Beranda Video TGB Profil TGB

Jejak TGB dalam Proses Hadirnya Bandara Internasional Lombok Zainuddin Abdul Madjid

A
Admin Kontributor Warta
137 Dilihat
Jejak TGB dalam Proses Hadirnya Bandara Internasional Lombok Zainuddin Abdul Madjid

Bandara Internasional Lombok Zainuddin Abdul Madjid (BIZAM) di Kabupaten Lombok Tengah merupakan salah satu infrastruktur penting bagi Nusa Tenggara Barat. Kehadiran bandara ini merupakan hasil proses pembangunan yang berlangsung selama beberapa tahun dan melibatkan pemerintah pusat serta pemerintah daerah.

Dalam proses tersebut, Dr. TGB. Muhammad Zainul Majdi atau TGB memiliki peran penting pada saat menjabat sebagai Gubernur NTB periode 2008–2018. TGB memimpin NTB ketika pembangunan Bandara Internasional Lombok memasuki tahap penyelesaian hingga mulai beroperasi pada 2011.

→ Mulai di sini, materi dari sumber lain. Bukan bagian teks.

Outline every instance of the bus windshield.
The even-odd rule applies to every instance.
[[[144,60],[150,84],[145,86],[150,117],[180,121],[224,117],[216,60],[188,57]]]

Pembangunan Bandara Baru Lombok
Rencana pembangunan bandara baru di Lombok sudah dimulai sebelum TGB menjadi gubernur. Pemerintah daerah telah melakukan pembebasan lahan untuk pembangunan bandara di Kabupaten Lombok Tengah sejak 1990-an.

Pembangunan kemudian memasuki tahap groundbreaking pada 30 November 2005. Pembangunan fisik Bandara Internasional Lombok berlangsung pada periode berikutnya dan TGB menjadi Gubernur NTB sejak 2008.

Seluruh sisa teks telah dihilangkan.